I saw a kiosk/booth today at a aquarium gift shop called "KidsTV", where you put in £1 in the slot and go into the booth to watch clips/full episodes(?) of Postman Pat: SDS, The Basil Brush Show, Finley the Fire Engine and Rupert Bear: Follow the Magic. Kids today wouldn't recognize half of these shows (execpt Postman Pat). Since when kids will remember Finley the Fire Engine?!
The BBC version of Rupert was repeated to death for 12 years, 13 if you include the BBC Choice showings and in fact outlived the (I think there was a gap of a decade-ish before it randomly turned up on the CITV channel in 2008) repeats of the CITV series of Rupert if I recall. And then it showed up on CBeebies for a final hurrah in 2003 after three years of absence from schedules as pointed out earlier in the thread.

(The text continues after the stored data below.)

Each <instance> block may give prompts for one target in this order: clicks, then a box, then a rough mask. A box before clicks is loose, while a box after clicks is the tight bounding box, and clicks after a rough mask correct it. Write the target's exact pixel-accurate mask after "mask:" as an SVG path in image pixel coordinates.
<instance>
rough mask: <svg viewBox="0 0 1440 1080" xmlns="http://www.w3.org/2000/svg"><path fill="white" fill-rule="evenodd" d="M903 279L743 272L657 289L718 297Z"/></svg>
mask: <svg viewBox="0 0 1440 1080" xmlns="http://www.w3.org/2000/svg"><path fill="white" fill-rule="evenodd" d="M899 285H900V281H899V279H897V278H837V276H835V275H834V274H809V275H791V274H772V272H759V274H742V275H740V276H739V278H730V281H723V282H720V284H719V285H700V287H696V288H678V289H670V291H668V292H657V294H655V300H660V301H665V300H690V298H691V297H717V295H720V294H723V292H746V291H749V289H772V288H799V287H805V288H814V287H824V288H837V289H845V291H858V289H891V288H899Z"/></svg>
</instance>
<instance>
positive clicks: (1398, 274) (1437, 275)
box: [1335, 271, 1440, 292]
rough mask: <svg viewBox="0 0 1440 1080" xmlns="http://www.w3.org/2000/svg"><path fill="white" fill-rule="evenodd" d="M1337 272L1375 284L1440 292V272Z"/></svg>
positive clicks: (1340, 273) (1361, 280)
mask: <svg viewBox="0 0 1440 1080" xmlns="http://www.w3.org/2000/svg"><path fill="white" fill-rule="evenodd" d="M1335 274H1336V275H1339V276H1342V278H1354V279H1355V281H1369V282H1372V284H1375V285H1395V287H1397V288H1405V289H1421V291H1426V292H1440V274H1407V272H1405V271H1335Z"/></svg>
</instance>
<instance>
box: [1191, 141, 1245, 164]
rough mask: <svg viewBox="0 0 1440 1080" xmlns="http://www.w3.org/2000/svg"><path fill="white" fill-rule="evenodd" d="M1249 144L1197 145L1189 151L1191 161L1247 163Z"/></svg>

Was incredibly strange to have CBBC showing a version of Rupert that was just a narrator talking over still pictures when you had CITV showing a full animantion version at the same time. The CBBC version really felt badly inferior to me at the time.
I saw a kiosk/booth today at a aquarium gift shop called "KidsTV", where you put in £1 in the slot and go into the booth to watch clips/full episodes(?) of Postman Pat: SDS, The Basil Brush Show, Finley the Fire Engine and Rupert Bear: Follow the Magic. Kids today wouldn't recognize half of these shows (execpt Postman Pat). Since when kids will remember Finley the Fire Engine?!
Finley last aired in November 2012 according to Wikipedia. I'm sure those shows would've all been current when the booth was set up - I would say it dates from 2009. That's two years after Finley started, two years after Basil ended, and a year after Rupert ended and Pat SDS started.
The late 80s/90s a golden period for kids tv, coming back from school to see wonderfully crafted programmes from citv/bbc, then Home and Away and Neighbours, Going Live, Motormouth, Ghost Train, it was too good.
Summer telly with Ox Tales, Vicky the Vicking, fantastic
The late 80s/90s a golden period for kids tv, coming back from school to see wonderfully crafted programmes from citv/bbc, then Home and Away and Neighbours, Going Live, Motormouth, Ghost Train, it was too good.
Summer telly with Ox Tales, Vicky the Vicking, fantastic
It was legitimately the best. Without going too off-topic, I'm quite grateful to have grown up in that landscape. Foregoing any Rose-tinted spectacles, there was something quite lovely about the internet being in its infancy and having such quality TV as a primary entertainment source. I've just ordered The Demon Headmaster on DVD, having finally been released in its entirety almost two decades after it last aired (now I feel old)!